Gametes deficient for Pot1 telomere binding proteins alter levels of telomeric foci for multiple generations

Abstract

Deficiency for telomerase results in transgenerational shortening of telomeres. However, telomeres have no known role in transgenerational epigenetic inheritance. C. elegans Protection Of Telomeres 1 (Pot1) proteins form foci at the telomeres of germ cells that disappear at fertilization and gradually accumulate during development. We find that gametes from mutants deficient for Pot1 proteins alter levels of telomeric foci for multiple generations. Gametes from pot-2 mutants give rise to progeny with abundant POT-1::mCherry and mNeonGreen::POT-2 foci throughout development, which persists for six generations. In contrast, gametes from pot-1 mutants or pot-1; pot-2 double mutants induce diminished Pot1 foci for several generations. Deficiency for MET-2, SET-25, or SET-32 methyltransferases, which promote heterochromatin formation, results in gametes that induce diminished Pot1 foci for several generations. We propose that C. elegans POT-1 may interact with H3K9 methyltransferases during pot-2 mutant gametogenesis to induce a persistent form of transgenerational epigenetic inheritance that causes constitutively high levels of heterochromatic Pot1 foci.

Fig. 1. Pot1 foci increase during early embryonic development.

a DIC and fluorescent images of 1-cell embryos before and after pronuclear fusion in either wild-type or pot-2 mutant strains. Cyan and yellow dashed lines indicate 1-cell embryos before and after pronuclear fusion, respectively. Scale bar is 10 µm. The portion of the image indicated by the magenta square is shown at 10x higher detail to the right. b POT-1::mCherry foci per nucleus of individual cells of embryos from 1- to 32-cell stage in wild-type (blue circles) and pot-2 mutants (red diamonds). The difference between wild-type and pot-2 mutants is significant at every stage (Wilcox p < 10⁻⁵). Error bars are 95% confidence intervals. Central black dots are means.

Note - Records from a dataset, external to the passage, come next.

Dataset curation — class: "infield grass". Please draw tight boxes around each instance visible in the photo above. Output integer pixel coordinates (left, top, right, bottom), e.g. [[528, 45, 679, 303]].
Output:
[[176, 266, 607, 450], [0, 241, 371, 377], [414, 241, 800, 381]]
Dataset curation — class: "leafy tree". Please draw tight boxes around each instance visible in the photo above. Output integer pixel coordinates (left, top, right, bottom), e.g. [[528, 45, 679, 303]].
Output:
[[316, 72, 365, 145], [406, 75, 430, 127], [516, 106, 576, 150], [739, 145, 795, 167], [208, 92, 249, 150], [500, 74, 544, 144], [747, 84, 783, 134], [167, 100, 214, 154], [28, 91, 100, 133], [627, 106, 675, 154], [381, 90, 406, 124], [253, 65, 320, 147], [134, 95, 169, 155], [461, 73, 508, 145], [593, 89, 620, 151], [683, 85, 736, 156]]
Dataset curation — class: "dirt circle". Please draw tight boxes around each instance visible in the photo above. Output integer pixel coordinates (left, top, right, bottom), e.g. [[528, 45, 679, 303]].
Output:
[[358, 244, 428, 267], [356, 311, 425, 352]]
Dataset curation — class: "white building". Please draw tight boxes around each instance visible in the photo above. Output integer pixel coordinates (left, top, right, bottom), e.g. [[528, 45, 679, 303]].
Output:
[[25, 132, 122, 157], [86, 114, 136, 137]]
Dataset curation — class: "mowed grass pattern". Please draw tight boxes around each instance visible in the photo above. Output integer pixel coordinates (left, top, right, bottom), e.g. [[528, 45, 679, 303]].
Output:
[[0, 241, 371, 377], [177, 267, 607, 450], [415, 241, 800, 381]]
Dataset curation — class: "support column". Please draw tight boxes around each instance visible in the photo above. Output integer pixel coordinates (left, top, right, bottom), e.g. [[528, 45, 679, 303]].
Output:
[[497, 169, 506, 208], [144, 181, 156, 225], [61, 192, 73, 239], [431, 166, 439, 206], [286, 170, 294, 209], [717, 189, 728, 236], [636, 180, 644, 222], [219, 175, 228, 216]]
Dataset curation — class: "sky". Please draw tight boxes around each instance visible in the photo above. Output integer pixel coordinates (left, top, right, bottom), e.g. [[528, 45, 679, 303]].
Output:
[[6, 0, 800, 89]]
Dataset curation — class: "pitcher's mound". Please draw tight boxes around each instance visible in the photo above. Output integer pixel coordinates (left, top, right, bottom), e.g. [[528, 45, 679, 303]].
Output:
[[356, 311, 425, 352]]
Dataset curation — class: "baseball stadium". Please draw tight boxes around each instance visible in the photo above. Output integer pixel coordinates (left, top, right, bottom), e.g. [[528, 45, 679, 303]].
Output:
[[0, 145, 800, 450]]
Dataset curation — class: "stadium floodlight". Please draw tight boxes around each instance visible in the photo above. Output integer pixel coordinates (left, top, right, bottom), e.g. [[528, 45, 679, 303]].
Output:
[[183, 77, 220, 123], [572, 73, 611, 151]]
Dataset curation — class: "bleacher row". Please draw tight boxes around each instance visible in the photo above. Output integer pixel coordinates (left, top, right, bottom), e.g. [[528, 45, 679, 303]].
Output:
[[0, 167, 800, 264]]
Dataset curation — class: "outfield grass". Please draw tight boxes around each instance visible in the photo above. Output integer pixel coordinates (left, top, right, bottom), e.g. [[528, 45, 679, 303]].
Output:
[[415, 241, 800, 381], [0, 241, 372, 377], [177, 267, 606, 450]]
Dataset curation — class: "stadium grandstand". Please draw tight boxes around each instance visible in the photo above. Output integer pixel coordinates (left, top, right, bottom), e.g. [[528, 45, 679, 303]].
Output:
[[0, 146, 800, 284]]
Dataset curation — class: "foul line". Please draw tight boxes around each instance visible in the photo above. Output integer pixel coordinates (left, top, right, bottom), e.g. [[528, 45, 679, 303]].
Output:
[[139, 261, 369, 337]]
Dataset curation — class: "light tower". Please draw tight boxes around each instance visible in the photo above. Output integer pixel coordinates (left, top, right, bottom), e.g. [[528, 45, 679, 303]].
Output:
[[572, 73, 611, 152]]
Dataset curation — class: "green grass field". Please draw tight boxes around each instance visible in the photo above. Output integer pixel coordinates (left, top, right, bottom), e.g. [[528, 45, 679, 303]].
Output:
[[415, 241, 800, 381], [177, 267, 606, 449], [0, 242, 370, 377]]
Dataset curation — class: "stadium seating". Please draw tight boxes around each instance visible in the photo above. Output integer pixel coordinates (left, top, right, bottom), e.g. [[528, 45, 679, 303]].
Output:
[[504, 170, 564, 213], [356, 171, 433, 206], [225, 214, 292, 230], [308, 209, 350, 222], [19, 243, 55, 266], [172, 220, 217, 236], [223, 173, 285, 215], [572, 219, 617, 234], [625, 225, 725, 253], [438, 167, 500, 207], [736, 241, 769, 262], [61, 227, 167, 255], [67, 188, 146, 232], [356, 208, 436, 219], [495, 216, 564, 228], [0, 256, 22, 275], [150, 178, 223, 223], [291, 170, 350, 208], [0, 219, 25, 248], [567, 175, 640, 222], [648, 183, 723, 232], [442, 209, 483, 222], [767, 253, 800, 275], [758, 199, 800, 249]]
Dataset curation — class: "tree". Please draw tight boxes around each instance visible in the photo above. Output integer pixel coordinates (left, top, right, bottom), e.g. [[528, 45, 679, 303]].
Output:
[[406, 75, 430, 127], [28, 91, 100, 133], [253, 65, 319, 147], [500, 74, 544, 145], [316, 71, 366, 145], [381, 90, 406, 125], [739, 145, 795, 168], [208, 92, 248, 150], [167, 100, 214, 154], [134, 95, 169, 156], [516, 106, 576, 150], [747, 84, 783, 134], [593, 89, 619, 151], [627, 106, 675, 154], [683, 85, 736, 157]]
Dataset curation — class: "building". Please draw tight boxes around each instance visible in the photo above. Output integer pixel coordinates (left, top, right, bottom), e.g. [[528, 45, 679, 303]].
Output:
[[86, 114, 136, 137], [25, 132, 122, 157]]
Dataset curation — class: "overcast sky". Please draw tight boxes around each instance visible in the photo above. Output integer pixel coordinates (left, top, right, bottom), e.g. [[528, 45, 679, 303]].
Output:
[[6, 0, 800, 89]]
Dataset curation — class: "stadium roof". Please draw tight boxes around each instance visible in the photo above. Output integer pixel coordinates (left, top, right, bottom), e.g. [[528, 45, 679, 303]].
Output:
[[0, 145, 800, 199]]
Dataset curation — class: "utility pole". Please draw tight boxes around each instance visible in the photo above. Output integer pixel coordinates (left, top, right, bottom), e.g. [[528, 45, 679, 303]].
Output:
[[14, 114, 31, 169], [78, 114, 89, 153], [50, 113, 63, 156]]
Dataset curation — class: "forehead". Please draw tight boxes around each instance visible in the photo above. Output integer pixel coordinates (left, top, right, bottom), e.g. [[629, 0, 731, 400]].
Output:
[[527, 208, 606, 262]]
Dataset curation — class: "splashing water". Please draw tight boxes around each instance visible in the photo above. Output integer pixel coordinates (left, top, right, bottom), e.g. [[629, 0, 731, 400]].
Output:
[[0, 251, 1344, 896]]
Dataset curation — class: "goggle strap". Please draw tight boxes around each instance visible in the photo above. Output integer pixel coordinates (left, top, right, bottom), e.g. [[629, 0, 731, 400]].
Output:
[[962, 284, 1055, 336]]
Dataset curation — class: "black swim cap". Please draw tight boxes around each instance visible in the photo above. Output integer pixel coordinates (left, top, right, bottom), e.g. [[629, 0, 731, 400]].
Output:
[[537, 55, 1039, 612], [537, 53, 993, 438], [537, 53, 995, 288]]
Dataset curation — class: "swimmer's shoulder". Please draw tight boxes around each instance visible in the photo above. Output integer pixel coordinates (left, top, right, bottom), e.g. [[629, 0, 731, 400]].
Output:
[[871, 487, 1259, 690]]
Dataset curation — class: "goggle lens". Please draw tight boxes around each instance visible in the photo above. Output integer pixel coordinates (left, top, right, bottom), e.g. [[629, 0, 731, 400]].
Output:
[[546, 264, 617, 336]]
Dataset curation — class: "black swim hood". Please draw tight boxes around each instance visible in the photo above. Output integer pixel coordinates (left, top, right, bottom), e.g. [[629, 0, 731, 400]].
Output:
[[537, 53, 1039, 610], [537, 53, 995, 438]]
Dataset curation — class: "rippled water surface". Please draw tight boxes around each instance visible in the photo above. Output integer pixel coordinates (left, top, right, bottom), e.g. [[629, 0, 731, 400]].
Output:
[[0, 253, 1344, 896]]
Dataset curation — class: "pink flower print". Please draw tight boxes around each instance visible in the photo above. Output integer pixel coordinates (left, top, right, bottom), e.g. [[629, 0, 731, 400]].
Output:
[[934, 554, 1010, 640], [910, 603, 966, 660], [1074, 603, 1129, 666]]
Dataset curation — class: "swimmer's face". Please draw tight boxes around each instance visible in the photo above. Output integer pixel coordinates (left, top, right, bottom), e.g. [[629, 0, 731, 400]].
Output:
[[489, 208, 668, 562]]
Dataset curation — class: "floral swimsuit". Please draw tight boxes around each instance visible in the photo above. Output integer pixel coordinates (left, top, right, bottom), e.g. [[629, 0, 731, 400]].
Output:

Fig. 2. Pot gene mutations affect Pot1 foci in subsequent generations.

a POT-1::mCherry foci per cell in embryos from P0 parental controls and descendants of either pot-2 mutant males or hermaphrodites crossed to POT-1::mCherry worms. Dot color indicates stage of embryo. b F1 early- and late-stage embryos from crosses between pot-1::mCherry mNeonGreen::pot-2 hermaphrodites and either pot-1::mCherry pot-2 males or pot-1::mCherry males. Scale bar is 10 µm. c POT-1::mCherry foci counts per nucleus in embryos from parental controls and descendants of either pot-1 or pot-2; pot-1 mutant males crossed to POT-1::mCherry worms. Error bars are 95% confidence intervals.

Fig. 3. Pot1 foci number is epigenetically affected by genes involved in H3K9 methylation.

a, b Quantification of POT-1::mCherry foci in nuclei of F2 embryos derived from crosses of pot-1::mCherry males to hermaphrodites mutant for small RNA genes (a) or chromatin genes (b). c, d Southern blot using DNA from the genetically wild-type descendents of crosses between wild-type and pot-1 (c) or pot-2 (d) mutant worms. The portion of the pot-1 blot indicated by the magenta square is shown at higher detail to the right. Corresponding colored squares show telomere shortening across three generations. Error bars are 95% confidence intervals.

Fig. 4. Models of Pot1 focus dynamics.

a Descriptive model of the developmental timing of Pot1 foci localization in wild type, pot-2 mutants, and pot-1 mutants. Red circles indicate POT-1::mCherry, green circles indicate mNeonGreen::POT-2, and yellow circles indicate colocalization of both transgenic proteins. b Descriptive model of the heritable phenotypes of progeny of gametes from pot-2 or pot-1 mutants.